• Esperar con expectativa

    La desesperanza ha llegado para quedarse entre nosotros. El contexto global no facilita un panorama mejor. Hay guerras y rumores de guerras, y con estas guerras viene más desesperanza en las fronteras más alejadas al conflicto, y desesperación en las poblaciones afectadas de manera directa.

    Los analistas dicen que la economía se contraerá; afectando el empleo y el sustento de manera consecuente, la hambruna recrudecerá, y las enfermedades proliferarán.

    Los grandes egos del mundo se enfrentan, siendo la peor tragedia humana, aún más que las anteriores mencionadas. Y así, se define en pocas líneas el vacío más profundo y el agujero negro de nuestra sociedad, alimentado por lo que llamaré; “desesperanza sociopatológica”.

    Pero vamos a ir a la Biblia, porque mi propósito es que veamos con luz del cielo, de qué se trata este mal, y cuál es la respuesta imperdible que debemos dar a este problema social. Veamos:

    “Y ahora, Señor, ¿qué esperaré? Mi esperanza está en ti.” Salmos 39:7 RVR1960

    David, expresa lo que podría estar expresando ahora mismo nuestro ser: la duda… “Y ahora, Señor, ¿qué esperaré?… denota esa actitud dubitativa, porque la esperanza sin expectativa termina siendo una mera especulación.

    El salmista lo que hace es poner este texto con una función “bisagra”, en medio de dos cuerpos de ideas que llamamos contexto anterior y posterior.

    En el contexto anterior (versículos 1-6) David expone la transitoriedad de la vida, su fragilidad y su inseguridad ontológica (una esencia del ser que no solo trata de explicar su origen, sino que rebusca en su posible futuro). Luego en la segunda mitad o contexto posterior (versículos 8-13) David encuentra una ventana de esperanza. La esperanza del perdón divino, por las transgresiones (sus rebeliones y desobediencia a la ley de Dios) que le han causado muerte – ese dolor emocional – inclusive males físicos.

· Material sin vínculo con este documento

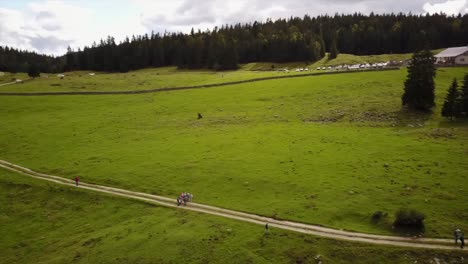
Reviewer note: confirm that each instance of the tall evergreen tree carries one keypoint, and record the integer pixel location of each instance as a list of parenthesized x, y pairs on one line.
[(464, 96), (419, 85), (451, 108)]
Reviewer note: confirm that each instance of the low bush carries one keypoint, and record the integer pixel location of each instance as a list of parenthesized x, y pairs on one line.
[(378, 216), (409, 219)]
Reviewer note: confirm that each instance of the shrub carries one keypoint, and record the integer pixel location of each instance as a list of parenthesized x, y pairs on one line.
[(377, 216), (409, 219)]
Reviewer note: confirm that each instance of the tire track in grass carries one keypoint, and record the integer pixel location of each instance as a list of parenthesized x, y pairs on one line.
[(427, 243), (169, 89)]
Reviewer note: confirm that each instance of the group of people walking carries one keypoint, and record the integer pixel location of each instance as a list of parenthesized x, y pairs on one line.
[(184, 198)]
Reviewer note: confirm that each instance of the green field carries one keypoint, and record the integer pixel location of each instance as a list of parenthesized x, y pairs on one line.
[(168, 77), (45, 223), (328, 150)]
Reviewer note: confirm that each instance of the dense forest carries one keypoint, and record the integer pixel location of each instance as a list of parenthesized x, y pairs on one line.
[(284, 40)]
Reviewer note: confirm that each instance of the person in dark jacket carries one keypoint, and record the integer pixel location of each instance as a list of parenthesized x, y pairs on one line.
[(462, 239), (456, 235)]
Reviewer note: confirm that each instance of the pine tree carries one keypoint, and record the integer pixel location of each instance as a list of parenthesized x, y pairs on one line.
[(464, 96), (419, 85), (450, 108)]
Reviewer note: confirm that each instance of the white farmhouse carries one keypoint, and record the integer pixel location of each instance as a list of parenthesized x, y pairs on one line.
[(453, 56)]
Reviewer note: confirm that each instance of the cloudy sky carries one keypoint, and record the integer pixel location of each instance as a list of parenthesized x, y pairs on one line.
[(49, 26)]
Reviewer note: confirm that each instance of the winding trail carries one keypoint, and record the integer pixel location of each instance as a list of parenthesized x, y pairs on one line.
[(427, 243), (170, 89)]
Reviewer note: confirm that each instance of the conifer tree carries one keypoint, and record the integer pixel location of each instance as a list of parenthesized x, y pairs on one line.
[(450, 109), (419, 85), (464, 96)]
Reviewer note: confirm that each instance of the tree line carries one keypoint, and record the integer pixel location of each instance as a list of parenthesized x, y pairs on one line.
[(295, 39)]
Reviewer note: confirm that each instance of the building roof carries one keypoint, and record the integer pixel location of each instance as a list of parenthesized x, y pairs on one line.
[(452, 52)]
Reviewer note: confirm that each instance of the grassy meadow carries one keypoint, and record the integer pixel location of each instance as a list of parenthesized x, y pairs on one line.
[(328, 150), (47, 223), (168, 77)]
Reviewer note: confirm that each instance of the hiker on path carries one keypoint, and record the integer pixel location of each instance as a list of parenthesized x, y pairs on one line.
[(456, 235), (462, 239)]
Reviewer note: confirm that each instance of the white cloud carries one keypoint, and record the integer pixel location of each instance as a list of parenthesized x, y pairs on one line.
[(450, 7), (49, 26)]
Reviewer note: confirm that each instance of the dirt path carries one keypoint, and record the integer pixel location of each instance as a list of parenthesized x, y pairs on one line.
[(170, 89), (429, 243), (3, 84)]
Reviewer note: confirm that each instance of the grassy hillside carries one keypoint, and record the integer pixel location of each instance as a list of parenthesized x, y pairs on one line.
[(171, 77), (45, 223), (329, 150)]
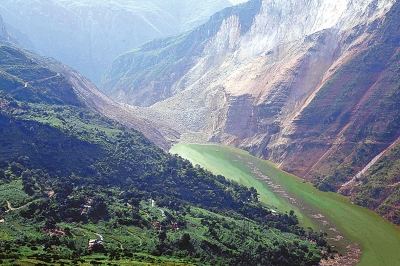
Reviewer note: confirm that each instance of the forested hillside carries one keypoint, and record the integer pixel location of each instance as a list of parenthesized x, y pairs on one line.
[(69, 174)]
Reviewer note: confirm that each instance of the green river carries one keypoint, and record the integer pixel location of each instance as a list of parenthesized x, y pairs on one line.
[(349, 227)]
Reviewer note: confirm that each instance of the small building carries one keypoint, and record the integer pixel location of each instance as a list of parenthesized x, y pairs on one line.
[(93, 243)]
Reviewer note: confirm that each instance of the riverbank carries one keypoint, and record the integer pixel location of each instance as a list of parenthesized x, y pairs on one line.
[(347, 225)]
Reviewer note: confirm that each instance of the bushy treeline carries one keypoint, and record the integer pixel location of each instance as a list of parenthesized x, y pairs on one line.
[(69, 172)]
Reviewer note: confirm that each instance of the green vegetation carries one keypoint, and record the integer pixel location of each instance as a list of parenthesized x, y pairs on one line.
[(379, 239), (68, 174)]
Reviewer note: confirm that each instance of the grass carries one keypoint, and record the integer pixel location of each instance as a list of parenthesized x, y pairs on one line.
[(379, 239)]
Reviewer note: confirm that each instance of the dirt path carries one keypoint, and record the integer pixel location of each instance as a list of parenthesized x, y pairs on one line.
[(10, 208)]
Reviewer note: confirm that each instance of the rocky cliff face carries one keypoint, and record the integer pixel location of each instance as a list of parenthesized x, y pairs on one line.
[(88, 35), (5, 36), (310, 85)]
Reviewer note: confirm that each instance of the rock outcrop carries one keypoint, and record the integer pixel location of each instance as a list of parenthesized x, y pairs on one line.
[(310, 85)]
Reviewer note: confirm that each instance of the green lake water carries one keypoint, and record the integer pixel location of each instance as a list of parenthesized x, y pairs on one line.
[(330, 212)]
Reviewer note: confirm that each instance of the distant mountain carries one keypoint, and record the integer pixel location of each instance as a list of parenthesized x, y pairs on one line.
[(310, 85), (88, 35), (5, 36), (77, 187)]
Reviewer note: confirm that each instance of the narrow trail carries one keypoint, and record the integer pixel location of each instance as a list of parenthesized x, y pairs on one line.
[(10, 208), (353, 180)]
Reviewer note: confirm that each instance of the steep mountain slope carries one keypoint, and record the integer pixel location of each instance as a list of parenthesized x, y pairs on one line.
[(69, 174), (5, 36), (88, 35), (310, 85)]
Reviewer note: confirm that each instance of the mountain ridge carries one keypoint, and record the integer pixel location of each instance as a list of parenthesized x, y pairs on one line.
[(294, 100)]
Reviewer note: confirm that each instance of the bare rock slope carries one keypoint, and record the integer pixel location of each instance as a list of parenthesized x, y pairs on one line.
[(311, 85)]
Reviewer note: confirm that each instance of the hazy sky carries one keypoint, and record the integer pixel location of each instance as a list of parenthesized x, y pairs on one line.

    Por eso la segunda mitad del versículo siete dice: “Mi esperanza está en ti”. Y esta segunda conjugación del verbo “esperar”, usa otra raíz hebrea distinta de la primera conjugación; que implica un esperar con expectativa. Eso significa que la espera no es vacía o no está envuelta en vanidad (en cosas cosméticas). Es una espera firme que conforta y da suficiente combustible para continuar la vida, viviéndola en la búsqueda de esos valores espirituales centrados en “Adonai” (mi Señor o dueño).

    Ahora, en la vida cotidiana no solemos estar tan ocupados de los problemas globales. Ni siquiera nos ocupan mucho los problemas de nuestros países. ¿Por qué? Porque tenemos suficientes problemas personales y familiares como para llenar nuestras cabezas con más. Lo que para una persona suele ser algo pequeño, para otra puede ser una crisis.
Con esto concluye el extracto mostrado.